Die Welt in Film und Fernsehen hat sich seitdem zumindest so verändert, dass junge Darstellerinnen nicht mehr wie einst Zellweger nach Drehschluss abspecken wollen, sondern ihre „Love Handles“ (Fettpölsterchen) und Patschefüße stolz in die Kamera halten, wie so oft Lena Dunham in den sozialen Netzwerken und vergangene Woche in einer neuseeländischen Unterwäschekampagne. Und auch Hollywoods bestverdienende Schauspielerin, die 26-jährige Jennifer Lawrence, hat leichte weibliche Rundungen und sagt: „Ich werde niemals für eine Rolle hungern. Ich möchte nicht, dass kleine Mädchen sagen: ,Oh, ich möchte wie sie aussehen, also werde ich nichts mehr zu Abend essen‘.“ Diese jungen Frauen kennen das zwanghafte Salatessen und Kuchenverkneifen von ihren Müttern und Großmüttern und können darüber nur genervt mit den Augen rollen – ihr Schönheitsideal ist das des gesunden und starken Körpers.

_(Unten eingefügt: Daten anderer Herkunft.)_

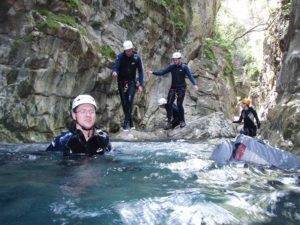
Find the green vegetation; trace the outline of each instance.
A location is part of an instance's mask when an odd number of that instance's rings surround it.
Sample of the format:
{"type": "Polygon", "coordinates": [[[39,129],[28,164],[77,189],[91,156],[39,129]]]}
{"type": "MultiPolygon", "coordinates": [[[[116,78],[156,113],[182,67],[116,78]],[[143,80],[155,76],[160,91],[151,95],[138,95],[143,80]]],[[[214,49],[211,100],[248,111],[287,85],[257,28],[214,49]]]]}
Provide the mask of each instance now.
{"type": "Polygon", "coordinates": [[[116,57],[116,53],[109,45],[102,45],[98,47],[100,53],[106,59],[114,59],[116,57]]]}
{"type": "Polygon", "coordinates": [[[63,2],[66,3],[66,5],[68,6],[68,8],[72,8],[72,9],[82,9],[82,2],[81,0],[63,0],[63,2]]]}
{"type": "Polygon", "coordinates": [[[18,49],[26,43],[31,43],[33,41],[33,36],[31,34],[25,35],[23,37],[17,38],[12,43],[9,57],[13,58],[17,55],[18,49]]]}
{"type": "Polygon", "coordinates": [[[12,69],[6,74],[6,82],[8,85],[16,82],[19,71],[17,69],[12,69]]]}
{"type": "Polygon", "coordinates": [[[289,15],[292,9],[292,0],[282,1],[282,12],[284,15],[289,15]]]}
{"type": "Polygon", "coordinates": [[[152,0],[147,2],[155,7],[163,7],[169,16],[169,19],[176,31],[184,33],[187,30],[188,21],[183,8],[184,1],[182,0],[152,0]]]}
{"type": "Polygon", "coordinates": [[[36,9],[34,12],[45,16],[45,20],[37,24],[37,28],[41,31],[45,31],[47,28],[57,30],[60,27],[60,23],[67,24],[75,28],[78,27],[78,23],[76,22],[75,18],[69,15],[56,15],[48,9],[36,9]]]}

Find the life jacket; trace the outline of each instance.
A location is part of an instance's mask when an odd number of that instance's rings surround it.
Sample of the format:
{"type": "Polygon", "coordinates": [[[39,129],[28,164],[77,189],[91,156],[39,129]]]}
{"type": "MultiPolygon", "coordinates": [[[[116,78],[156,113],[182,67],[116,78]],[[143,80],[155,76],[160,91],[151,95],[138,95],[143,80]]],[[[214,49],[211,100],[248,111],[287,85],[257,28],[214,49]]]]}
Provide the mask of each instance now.
{"type": "Polygon", "coordinates": [[[95,129],[94,135],[85,140],[81,130],[72,131],[73,135],[69,138],[64,149],[64,155],[86,154],[89,156],[95,154],[104,154],[105,151],[111,150],[111,145],[106,132],[95,129]]]}
{"type": "Polygon", "coordinates": [[[185,87],[186,82],[185,82],[185,77],[186,77],[186,71],[184,69],[186,65],[185,64],[180,64],[179,66],[174,65],[174,67],[171,70],[172,74],[172,84],[171,87],[185,87]]]}

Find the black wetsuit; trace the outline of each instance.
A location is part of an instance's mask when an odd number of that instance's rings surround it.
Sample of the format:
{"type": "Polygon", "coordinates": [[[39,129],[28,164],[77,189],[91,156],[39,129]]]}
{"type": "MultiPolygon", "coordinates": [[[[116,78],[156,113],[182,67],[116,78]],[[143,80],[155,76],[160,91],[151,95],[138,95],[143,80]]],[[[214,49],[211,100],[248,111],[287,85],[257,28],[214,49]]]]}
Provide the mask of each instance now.
{"type": "MultiPolygon", "coordinates": [[[[167,111],[167,104],[165,104],[165,109],[167,111]]],[[[167,111],[168,113],[168,111],[167,111]]],[[[180,123],[180,114],[179,114],[179,109],[177,107],[177,105],[175,105],[174,103],[172,104],[172,119],[171,119],[171,124],[172,124],[172,129],[174,129],[175,127],[177,127],[180,123]]]]}
{"type": "Polygon", "coordinates": [[[136,70],[139,72],[138,85],[143,86],[144,72],[141,57],[136,52],[131,57],[126,56],[125,52],[117,56],[113,72],[118,74],[118,90],[125,115],[124,128],[128,125],[133,127],[132,107],[137,86],[136,70]]]}
{"type": "Polygon", "coordinates": [[[179,65],[171,64],[163,70],[154,71],[153,74],[156,76],[163,76],[170,72],[172,75],[172,84],[169,89],[167,105],[166,105],[168,122],[171,122],[172,120],[172,114],[173,114],[172,105],[176,97],[177,97],[177,107],[179,112],[179,120],[180,122],[184,122],[185,119],[184,119],[183,100],[184,100],[185,89],[186,89],[185,77],[187,76],[193,85],[196,85],[196,81],[186,64],[179,64],[179,65]]]}
{"type": "Polygon", "coordinates": [[[241,134],[248,135],[250,137],[256,136],[257,128],[260,128],[260,122],[256,111],[252,107],[243,109],[239,120],[233,121],[234,123],[241,123],[244,120],[244,128],[241,130],[241,134]],[[257,126],[255,126],[254,118],[256,120],[257,126]]]}

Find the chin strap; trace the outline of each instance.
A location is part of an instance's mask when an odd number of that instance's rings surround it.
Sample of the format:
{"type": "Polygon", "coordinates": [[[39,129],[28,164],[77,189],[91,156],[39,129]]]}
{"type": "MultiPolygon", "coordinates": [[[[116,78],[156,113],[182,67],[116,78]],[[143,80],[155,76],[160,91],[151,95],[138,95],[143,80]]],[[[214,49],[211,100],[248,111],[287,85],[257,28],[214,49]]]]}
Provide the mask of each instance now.
{"type": "MultiPolygon", "coordinates": [[[[83,126],[81,126],[79,123],[77,123],[76,122],[76,124],[78,124],[80,127],[81,127],[81,129],[82,130],[85,130],[85,131],[92,131],[92,130],[95,130],[95,126],[92,126],[90,129],[87,129],[87,128],[85,128],[85,127],[83,127],[83,126]]],[[[88,133],[88,137],[90,137],[91,135],[90,135],[90,132],[88,133]]]]}

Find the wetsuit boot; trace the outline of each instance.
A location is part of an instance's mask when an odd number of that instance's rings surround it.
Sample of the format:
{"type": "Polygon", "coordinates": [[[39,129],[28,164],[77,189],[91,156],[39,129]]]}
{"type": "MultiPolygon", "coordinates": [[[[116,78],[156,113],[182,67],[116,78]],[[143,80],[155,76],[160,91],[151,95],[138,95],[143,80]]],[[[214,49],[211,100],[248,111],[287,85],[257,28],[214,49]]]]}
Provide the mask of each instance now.
{"type": "Polygon", "coordinates": [[[166,123],[166,125],[164,126],[164,130],[170,130],[170,129],[172,129],[172,123],[170,121],[168,121],[166,123]]]}

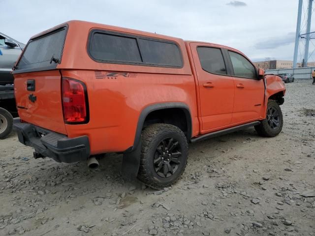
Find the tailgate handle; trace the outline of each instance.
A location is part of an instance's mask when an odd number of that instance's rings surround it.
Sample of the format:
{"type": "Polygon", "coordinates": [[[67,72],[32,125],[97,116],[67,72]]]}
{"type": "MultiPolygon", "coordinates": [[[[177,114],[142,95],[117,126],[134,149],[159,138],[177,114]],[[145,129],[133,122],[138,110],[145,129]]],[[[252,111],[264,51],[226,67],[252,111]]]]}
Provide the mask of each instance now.
{"type": "Polygon", "coordinates": [[[37,98],[36,97],[36,96],[34,96],[34,94],[31,93],[29,95],[29,99],[32,102],[35,102],[37,98]]]}
{"type": "Polygon", "coordinates": [[[28,91],[35,91],[35,80],[29,80],[26,82],[27,89],[28,91]]]}

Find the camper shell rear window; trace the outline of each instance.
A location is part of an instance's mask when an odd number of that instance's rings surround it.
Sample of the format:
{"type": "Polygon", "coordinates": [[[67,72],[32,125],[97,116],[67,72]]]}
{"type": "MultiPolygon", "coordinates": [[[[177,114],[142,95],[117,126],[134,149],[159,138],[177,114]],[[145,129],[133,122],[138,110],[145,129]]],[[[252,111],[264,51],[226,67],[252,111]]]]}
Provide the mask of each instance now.
{"type": "Polygon", "coordinates": [[[108,30],[90,32],[88,53],[102,63],[183,67],[181,50],[175,42],[108,30]]]}
{"type": "Polygon", "coordinates": [[[56,69],[62,57],[67,27],[32,39],[12,73],[56,69]]]}

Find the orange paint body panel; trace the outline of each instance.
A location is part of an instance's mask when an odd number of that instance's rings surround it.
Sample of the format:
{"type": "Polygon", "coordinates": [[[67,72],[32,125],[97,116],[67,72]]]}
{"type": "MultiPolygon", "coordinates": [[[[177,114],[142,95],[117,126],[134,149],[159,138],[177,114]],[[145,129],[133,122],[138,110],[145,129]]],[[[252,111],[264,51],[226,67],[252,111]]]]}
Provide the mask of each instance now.
{"type": "Polygon", "coordinates": [[[14,93],[21,119],[58,133],[66,134],[61,106],[61,75],[59,70],[14,75],[14,93]],[[27,90],[27,81],[34,80],[35,91],[27,90]],[[32,94],[36,101],[29,96],[32,94]]]}
{"type": "MultiPolygon", "coordinates": [[[[198,47],[232,51],[248,59],[240,52],[222,45],[184,41],[165,35],[79,21],[66,22],[32,38],[58,30],[61,27],[66,29],[66,33],[62,57],[56,62],[56,68],[42,71],[13,72],[18,112],[23,122],[65,135],[70,139],[87,137],[90,155],[124,152],[132,148],[139,125],[143,124],[139,123],[142,114],[147,108],[157,104],[181,104],[187,107],[191,121],[191,132],[187,133],[189,140],[202,134],[263,119],[268,98],[280,92],[284,95],[285,88],[277,76],[266,77],[265,92],[263,79],[236,77],[232,73],[229,75],[218,75],[203,69],[198,47]],[[91,33],[95,30],[171,42],[180,51],[182,66],[95,61],[88,49],[91,33]],[[69,101],[63,99],[63,77],[76,80],[85,85],[89,117],[86,123],[73,124],[64,121],[63,101],[69,101]],[[35,83],[33,91],[27,89],[30,80],[35,83]],[[32,101],[34,97],[36,100],[32,101]]],[[[27,46],[26,49],[27,50],[27,46]]],[[[231,65],[226,54],[223,56],[227,72],[232,71],[229,69],[231,65]]]]}

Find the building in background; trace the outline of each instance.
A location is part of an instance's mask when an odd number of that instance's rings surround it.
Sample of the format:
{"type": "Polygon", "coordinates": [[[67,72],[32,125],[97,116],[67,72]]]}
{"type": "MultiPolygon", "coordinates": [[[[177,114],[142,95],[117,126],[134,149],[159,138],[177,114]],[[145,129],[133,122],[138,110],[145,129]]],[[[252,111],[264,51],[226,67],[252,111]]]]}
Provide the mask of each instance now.
{"type": "MultiPolygon", "coordinates": [[[[293,66],[293,62],[292,60],[268,60],[256,61],[253,63],[255,66],[262,68],[265,70],[292,68],[293,66]]],[[[301,67],[302,63],[297,63],[297,65],[298,67],[301,67]]],[[[307,67],[315,67],[315,62],[308,62],[307,67]]]]}

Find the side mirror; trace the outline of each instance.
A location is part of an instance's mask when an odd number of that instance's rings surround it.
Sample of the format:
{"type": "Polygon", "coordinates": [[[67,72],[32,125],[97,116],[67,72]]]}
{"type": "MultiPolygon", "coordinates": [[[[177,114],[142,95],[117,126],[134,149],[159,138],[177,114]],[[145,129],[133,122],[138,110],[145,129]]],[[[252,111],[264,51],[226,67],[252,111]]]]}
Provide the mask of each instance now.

Bridget Jones wickelt sich nicht albern Laken um den nackten Körper

Die Bridget-Filme sind auch unter anderen Gesichtspunkten nie hohle Hausfrauenkost gewesen, setzten sie sich doch augenzwinkernd gerade mit Schmalzfilmen auseinander: mit Schinken wie „Stolz und Vorurteil“ und Colin Firths Reinkarnation des Mister Darcy, mit Aufnahmen in Zeitlupe von aufeinanderzustürmenden Liebenden auf einer Wiese, und Gott sei Dank, endlich mit dieser absurden Art, nackte Brüste im Kino zu vermeiden, indem die Darstellerinnen sich immer diese Laken um den Körper wickeln, wenn sie dem Bett entstiegen – Darcy fragt Bridget: „Was machst du denn da unter dem Zelt?“

Wer die ersten beiden Filme jetzt noch einmal anschaut, kann sich auf eine Zeitreise begeben. Er landet in einem London, in dem es noch keine Wirtschaftskrise, keinen Immobilienboom, keinen Brexit gab. Bei einem Pärchenabend erscheint Bridget allein, ein Typ sagt: „Das ganze Büro ist voll von unverheirateten Frauen über 30, körperlich einwandfrei, kriegen nur keinen Kerl.“ Das klingt in der Rückschau fast putzig. Im neuen Film spielt Zellweger mit 47 Jahren eine Frau, die ein Kind erwartet. In diesem Alter solche Rollen zu bekommen wäre noch vor 15 Jahren im großen Kino undenkbar gewesen. Bridget ist jetzt allerdings sehr viel dünner als in den anderen beiden Teilen, angeblich wollte das der Regisseur so. Jung und rund ist wohl mittlerweile passabel fürs Kino, aber mittelalt und pummelig dann doch etwas zu viel für die großen Leinwände des Jahres 2016.